CE2 E0/0.10 address: 192.168.1.2/24
CE3 E0/0.10 address: 192.168.1.3/24
As we can see in the PE2 interface configuration, ethernet service instance 10 is expecting frames tagged with VLAN 10. The bridge domain configuration links the VFI (MPLS tunnels) to the service instance on the interface.
VPLS uses MAC learning like an ethernet switch and split horizon to prevent loops. We can see in the output below that PE2 has learned 3 MAC addresses. Two are learned from remote PEs via MPLS tunnels and 1 is learned locally on Gig1 ethernet service instance 10.
5.5.5.5 is the loopback0 address of PE3. Let’s view the label switched path from PE2 to PE3.
PE2 uses outgoing label 20 on Gi2 toward P2.
Penultimate Hop Popping (PHP) is used, P2 “pops” the top label and sends the packet out of Et0/2 toward P3.
P3 is the tail of the pseudowire, Gi2 is the attachment point for CE3. The ethernet service, VFI, and bridge-domain configuration are comparable with the PE2 configuration.
My Typo
When I initially added PE3 and CE3, I misconfigured the loopback on PE3. This resulted in unidirectional connectivity for CE3. CE3 could reach CE1 and 2 just fine. CE3 was unreachable from the other two CE routers.
I accidentally configured PE3s loopback with 5.5.5.5/24 and I’m running OSPF as the IGP. By default, OSPF advertises loopbacks as /32s regardless of the configured subnet mask. This causes issues because the way LDP allocates lables. PE3 had the /24 in its table so it allocated a label for the /24 route. All other LSRs in the network received the /32 route. I will recreate the issue and demonstrate.
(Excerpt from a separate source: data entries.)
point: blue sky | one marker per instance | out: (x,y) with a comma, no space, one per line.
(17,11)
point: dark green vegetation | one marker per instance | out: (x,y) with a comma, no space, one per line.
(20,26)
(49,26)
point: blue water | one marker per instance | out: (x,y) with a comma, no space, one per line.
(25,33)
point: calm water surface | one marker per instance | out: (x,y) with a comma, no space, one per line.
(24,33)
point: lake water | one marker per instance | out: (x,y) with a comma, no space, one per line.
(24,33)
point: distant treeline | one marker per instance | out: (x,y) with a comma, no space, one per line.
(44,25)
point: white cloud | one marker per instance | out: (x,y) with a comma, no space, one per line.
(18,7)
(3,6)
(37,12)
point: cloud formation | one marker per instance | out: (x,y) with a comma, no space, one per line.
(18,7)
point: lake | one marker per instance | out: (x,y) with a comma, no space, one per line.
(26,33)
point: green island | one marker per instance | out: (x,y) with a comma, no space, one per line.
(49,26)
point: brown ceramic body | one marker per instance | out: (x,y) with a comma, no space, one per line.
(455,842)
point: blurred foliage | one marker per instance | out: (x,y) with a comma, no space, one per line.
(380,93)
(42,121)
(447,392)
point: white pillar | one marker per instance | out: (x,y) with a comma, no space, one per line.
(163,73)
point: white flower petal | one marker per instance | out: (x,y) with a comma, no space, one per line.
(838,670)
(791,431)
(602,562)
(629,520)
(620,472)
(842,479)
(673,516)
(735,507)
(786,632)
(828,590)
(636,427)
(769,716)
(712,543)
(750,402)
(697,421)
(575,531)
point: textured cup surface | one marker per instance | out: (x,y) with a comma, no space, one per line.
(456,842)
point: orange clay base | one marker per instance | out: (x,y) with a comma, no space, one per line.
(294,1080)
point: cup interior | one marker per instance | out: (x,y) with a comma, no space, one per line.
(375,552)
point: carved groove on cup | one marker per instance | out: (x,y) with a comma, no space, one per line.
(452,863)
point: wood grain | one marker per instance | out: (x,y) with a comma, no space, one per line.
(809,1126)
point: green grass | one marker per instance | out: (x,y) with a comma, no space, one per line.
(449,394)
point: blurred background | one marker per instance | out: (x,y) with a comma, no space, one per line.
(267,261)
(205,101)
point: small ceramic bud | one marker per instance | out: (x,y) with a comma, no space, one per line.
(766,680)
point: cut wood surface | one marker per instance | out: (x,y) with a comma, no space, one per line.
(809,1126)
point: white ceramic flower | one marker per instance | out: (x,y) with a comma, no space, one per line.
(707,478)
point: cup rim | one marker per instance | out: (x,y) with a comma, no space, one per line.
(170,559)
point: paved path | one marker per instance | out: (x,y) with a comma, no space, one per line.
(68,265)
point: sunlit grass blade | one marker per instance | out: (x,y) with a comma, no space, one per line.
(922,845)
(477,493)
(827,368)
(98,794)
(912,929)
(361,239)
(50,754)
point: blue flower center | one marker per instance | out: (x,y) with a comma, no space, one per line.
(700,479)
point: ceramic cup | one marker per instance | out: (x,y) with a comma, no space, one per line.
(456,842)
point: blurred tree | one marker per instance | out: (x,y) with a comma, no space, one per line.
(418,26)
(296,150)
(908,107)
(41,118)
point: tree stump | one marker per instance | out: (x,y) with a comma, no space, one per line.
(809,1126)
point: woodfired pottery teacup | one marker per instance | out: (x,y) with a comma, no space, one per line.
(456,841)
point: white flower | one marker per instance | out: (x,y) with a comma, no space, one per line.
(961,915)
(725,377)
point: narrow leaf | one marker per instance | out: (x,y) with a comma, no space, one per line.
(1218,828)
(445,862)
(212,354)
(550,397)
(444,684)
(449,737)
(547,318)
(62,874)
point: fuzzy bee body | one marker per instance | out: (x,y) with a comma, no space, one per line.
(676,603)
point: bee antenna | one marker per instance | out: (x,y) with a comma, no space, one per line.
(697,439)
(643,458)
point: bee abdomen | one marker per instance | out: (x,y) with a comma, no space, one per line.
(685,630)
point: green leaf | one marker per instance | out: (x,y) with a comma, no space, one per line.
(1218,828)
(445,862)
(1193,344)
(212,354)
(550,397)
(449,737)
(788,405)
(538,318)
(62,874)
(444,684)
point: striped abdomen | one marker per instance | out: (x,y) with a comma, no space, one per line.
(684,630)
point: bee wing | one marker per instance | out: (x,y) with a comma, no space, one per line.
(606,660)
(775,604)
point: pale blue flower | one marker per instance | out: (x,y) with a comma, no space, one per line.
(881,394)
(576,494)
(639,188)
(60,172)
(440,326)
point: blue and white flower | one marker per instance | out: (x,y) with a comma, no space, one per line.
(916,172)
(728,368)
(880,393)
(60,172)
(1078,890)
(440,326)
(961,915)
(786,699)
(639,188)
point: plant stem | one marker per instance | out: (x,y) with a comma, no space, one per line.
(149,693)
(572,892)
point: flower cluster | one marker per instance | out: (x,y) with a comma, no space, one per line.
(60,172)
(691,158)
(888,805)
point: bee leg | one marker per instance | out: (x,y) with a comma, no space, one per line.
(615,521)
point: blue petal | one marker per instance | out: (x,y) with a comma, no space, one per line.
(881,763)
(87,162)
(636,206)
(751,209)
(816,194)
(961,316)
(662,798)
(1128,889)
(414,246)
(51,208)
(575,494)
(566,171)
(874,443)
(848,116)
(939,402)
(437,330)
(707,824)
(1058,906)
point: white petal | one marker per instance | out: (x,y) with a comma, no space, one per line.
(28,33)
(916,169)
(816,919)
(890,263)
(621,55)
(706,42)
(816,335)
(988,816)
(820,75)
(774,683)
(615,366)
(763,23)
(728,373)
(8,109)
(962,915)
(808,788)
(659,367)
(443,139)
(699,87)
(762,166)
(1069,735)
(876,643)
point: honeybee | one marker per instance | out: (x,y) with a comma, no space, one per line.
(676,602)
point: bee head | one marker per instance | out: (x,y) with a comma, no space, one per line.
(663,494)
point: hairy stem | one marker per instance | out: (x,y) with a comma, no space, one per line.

Changing the loopback subnet mask causes all the LDP neighbor adjacencies to reset.
Let’s revisit the LFIB to see the issue. As expected, (because of the aforementioned OSPF behavior) PE2 has prefix 5.5.5.5/32 in its RIB and LFIB and outgoing label 20.
P2 has no outgoing label for 5.5.5.5/32 because PE3 did not allocate a label for 5.5.5.5/32.
We can confirm this by checking the LDB binding table on PE3. The next screenshot displays the relevant LDP bindings (or lack thereof) on PE3.
5.5.5.0/24 is allocated implicit null as expected. This binding is not useful for other LSRs because they did not receive a route for 5.5.5.0/24 as confirmed by the screenshot below. 5.5.5.5/32 has no local binding, so no label advertisement for 5.5.5.5/32 is sent to P2.
The label switched path to PE3 (and CE3 behind it) is broken! This unidirectional forwarding failure causes the EIGRP on CE1 /2 to establish briefly and time out. CE1/2 can send EIGRP hellos and they are both able to receive hellos from CE3. The neighborship comes up until EIGRP’s reliable transport tries to synchronize routing information. CE2, receiving no acknowledgement, retransmits until the retry limit is exceeded and the neighborship is torn down.
Instead of fixing the subnet mask, we have one other option to fix the network. If we change the network type of PE3’s loopback to point-to-point, it will advertise the /24 route to the rest of the network, and everything should work.
Changing the network type resolves the unidirectional connectivity issue. EIGRP between the CEs becomes stable and connectivity is good.
P2 has an outgoing label entry for 5.5.5.0/24 as expected.
Thanks for stopping by and checking out my broken lab!